Laure Hillerin n’en parvient pas moins à plonger le lectorat dans l’univers proustien, décryptant dans le corps du texte, dans des annexes fouillées et dans une centaine de pages intitulées «Sources et précisions», les liens entre la réalité et la construction romanesque, repérant, ainsi, les traces de Céleste dans les personnages de la Recherche. Source d’inspiration, celle que son employeur nommait «sa Joconde» pour son éternel sourire, cette «jeune femme en fleurs», son amie, bien qu’il la trouvât souvent trop directive à son égard, la belle et fière Céleste ne vit que pour ce «génie», s’interdisant même la maternité : «Je suis née de la mort de Proust», affirmera sa fille, Odile.
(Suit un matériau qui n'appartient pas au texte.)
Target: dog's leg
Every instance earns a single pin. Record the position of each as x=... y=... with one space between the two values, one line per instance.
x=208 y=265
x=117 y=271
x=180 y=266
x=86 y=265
De fait, le décès de celui-ci, en 1922, contraint Céleste, d’abord atteinte de sidération, à repenser totalement son avenir. Comment supporter l’anonymat, provoqué par la fin d’une cohabitation avec cet être d’exception, et celle du côtoiement de l’élite littéraire et artistique ? Il lui faut accepter de retomber dans une existence qualifiable de minuscule, ce dont le défunt l’avait prévenue, la devinant vite oubliée de ceux qui la courtisaient pour que ce Cerbère de sa tranquillité baisse la garde !

Retour en grâce

Dans le petit hôtel de la rue des Canettes, acquis par le couple Albaret, l’ancienne gouvernante se sent «orpheline» et «déracinée», sans être vraiment seule, car elle est passée du dévouement à la dévotion ! Proust continue de l’habiter : elle vit à travers lui et il survit à travers elle, alors que son œuvre est vivement critiquée par la jeune génération d’écrivains. Ce sont des admirateurs étasuniens qui, à l’aube des années 50, la sortent de son «purgatoire» et signent ainsi le retour en grâce de celle qui s’attacha à Proust, dans son ombre. La biographe suit, avec brio, cette entreprise de réhabilitation qui verse dans la proustomania, à laquelle Céleste n’est pas étrangère : elle se pose en unique gardienne de la mémoire de Monsieur, contre tous ceux qui prétendent commenter ses écrits, son existence, et qui, plus est, ses mœurs, et qui la méprisent, si souvent. Jusque dans sa modulation vocale, elle réincarne ce «dieu», à côté duquel tout le monde lui paraît «vulgaire», une démarche qui lui vaut même les honneurs de la République. Si la captive de Proust ressemble souvent à la Félicité de Flaubert, elle n’est pas, elle, «un cœur simple».

Laure Hillerin, A la recherche de Céleste Albaret : l’enquête inédite sur la captive de Marcel Proust, Flammarion, 506 pp., 23,90€ (ebook : 15,99 €).